14 JUN 2018: FIFA member associations gathering in Moscow on Wednesday voted in favour of the joint North American bid by Canada, the U.S. and Mexico to host the 2026 World Cup. Toronto, Montreal and Edmonton are Canadian candidate host cities for the men's soccer showcase, which will be expanded to 48 teams for the 2026 tournament.

FIFA will make the final decision on locations in 2020.

The chance to co-host the 2026 World Cup represents a “once in a generation opportunity” for Toronto, the city's mayor said Wednesday after soccer's international governing body voted in favour of a joint bid for the event by Canada, the U.S. and Mexico.

John Tory acknowledged that Canada had little chance of hosting the global soccer tournament on its own, but will now be among those reaping the benefits of the massive event.

“I'm thrilled at the fact that we're going to get some games,” he told reporters after the North American bid was given the green light.

“I think the people of Toronto, because of the keen interest and love they have for the game of soccer, will be absolutely behind this 100 percent and understand that this is a good investment for tourism, a good investment for sports, a good investment to put Toronto on the map.”

Tory said $30 million or more would be spent on the event, not including security expenses, but noted that the cost will be shared between governments.
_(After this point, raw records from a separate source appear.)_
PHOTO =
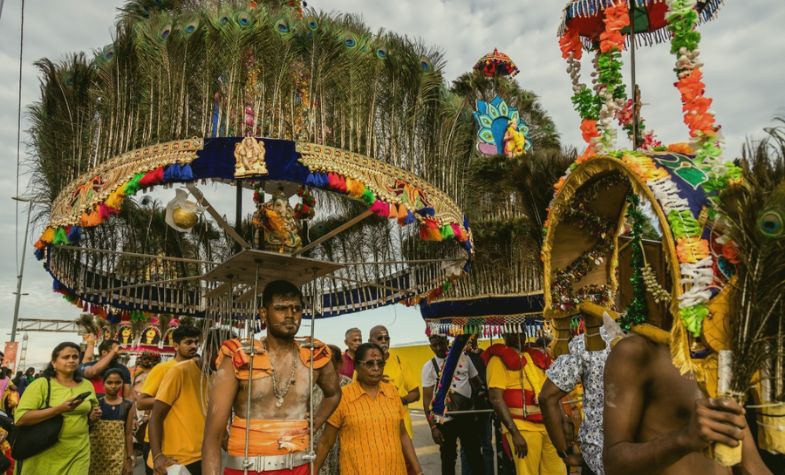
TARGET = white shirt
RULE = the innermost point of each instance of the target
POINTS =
(460, 380)
(582, 366)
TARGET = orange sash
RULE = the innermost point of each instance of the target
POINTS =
(262, 368)
(268, 437)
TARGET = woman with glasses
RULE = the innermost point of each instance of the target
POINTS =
(369, 423)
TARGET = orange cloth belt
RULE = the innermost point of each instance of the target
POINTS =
(268, 437)
(514, 398)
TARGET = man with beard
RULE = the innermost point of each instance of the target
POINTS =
(186, 341)
(397, 372)
(109, 354)
(352, 338)
(446, 431)
(277, 376)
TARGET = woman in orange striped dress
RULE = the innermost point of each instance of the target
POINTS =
(369, 423)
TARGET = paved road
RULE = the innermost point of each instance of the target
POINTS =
(427, 451)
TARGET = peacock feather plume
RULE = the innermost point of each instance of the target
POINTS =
(754, 214)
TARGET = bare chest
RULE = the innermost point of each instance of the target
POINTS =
(283, 395)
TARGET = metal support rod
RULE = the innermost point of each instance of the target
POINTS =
(249, 329)
(20, 275)
(238, 211)
(632, 78)
(311, 452)
(217, 217)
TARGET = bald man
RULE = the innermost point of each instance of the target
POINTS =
(397, 372)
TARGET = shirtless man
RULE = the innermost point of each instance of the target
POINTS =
(279, 436)
(657, 421)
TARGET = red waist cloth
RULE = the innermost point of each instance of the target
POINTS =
(514, 399)
(301, 470)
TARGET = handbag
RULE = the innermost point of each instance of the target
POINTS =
(27, 441)
(453, 401)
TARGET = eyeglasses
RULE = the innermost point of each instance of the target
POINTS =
(291, 308)
(373, 363)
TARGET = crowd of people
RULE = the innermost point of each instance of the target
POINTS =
(248, 407)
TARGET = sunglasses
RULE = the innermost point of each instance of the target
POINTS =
(373, 363)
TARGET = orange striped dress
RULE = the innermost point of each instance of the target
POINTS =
(369, 431)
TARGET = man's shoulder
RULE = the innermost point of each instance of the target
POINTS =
(121, 367)
(632, 351)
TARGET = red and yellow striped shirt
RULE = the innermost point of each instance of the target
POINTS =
(370, 431)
He added that he expects investment in the event to generate “substantial” returns, but did not offer a specific estimate.

Earlier in the day, Montreal mayor Valerie Plante retweeted a video of the bid team's jubilant reaction to the news.
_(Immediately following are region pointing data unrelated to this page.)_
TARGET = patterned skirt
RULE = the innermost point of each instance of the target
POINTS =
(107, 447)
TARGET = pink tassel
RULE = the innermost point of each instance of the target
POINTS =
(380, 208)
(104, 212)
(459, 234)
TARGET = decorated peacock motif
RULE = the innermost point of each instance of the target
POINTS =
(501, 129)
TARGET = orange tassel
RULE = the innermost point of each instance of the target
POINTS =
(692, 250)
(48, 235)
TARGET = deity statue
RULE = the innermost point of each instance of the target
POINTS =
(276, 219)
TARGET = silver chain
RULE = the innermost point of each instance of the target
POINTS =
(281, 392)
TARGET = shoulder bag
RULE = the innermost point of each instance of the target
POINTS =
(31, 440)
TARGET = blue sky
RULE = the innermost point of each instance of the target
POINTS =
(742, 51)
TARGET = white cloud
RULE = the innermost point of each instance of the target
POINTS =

Prime Minister Justin Trudeau also used social media to extend his support for the winning bid.

“Good news this morning: The 2026 FIFA World Cup is coming to Canada, the US and Mexico,” read a tweet on his official account. “Congratulations to everyone who worked hard on this bid, it's going to be a great tournament!”

Bill Manning, president of Toronto FC, said he expects to see several games unfold in the city, including matches played during the 32-team and 16-team elimination rounds.

Edmonton Mayor Don Iveson says it's exciting that North America has won the bid to host the 2026 World Cup, but he says the work is now just beginning.

He said that the federal government has already offered to help

Edmonton cover the $30 million cost, but he says the province now needs to step up.

Ricardo Miranda, Alberta's tourism minister, says they have received the initial funding proposal from the city, but need more details and cost breakdowns before moving forward.

Miranda says while the provincial economy is rebounding, Albertans still expect their money to be spent in a responsible way.

Iveson says Edmonton's Commonwealth Stadium is the centre piece of the bid, hosting previous tournaments like the 2015 FIFA Women's World Cup.

The stadium would need some changes, including putting in grass, adding a second large video screen and expanding media facilities.

“We still have a great shot though there's still more work to do to get to the finish line,” Iveson said Wednesday.

“Overall we scored solidly in the bid and we know we have the best stadium in the country to host soccer.”

City officials say some of the work on the stadium would have to be done anyway as the current video screen and turf would be in need of replacement by then.

Canada failed in its lone previous bid to host the 1986 tournament after Colombia pulled out. That remains the only World Cup the Canadian men have ever qualified for.

Mexico has twice hosted the World Cup, in 1970 and 1986. The US hosted in 1994.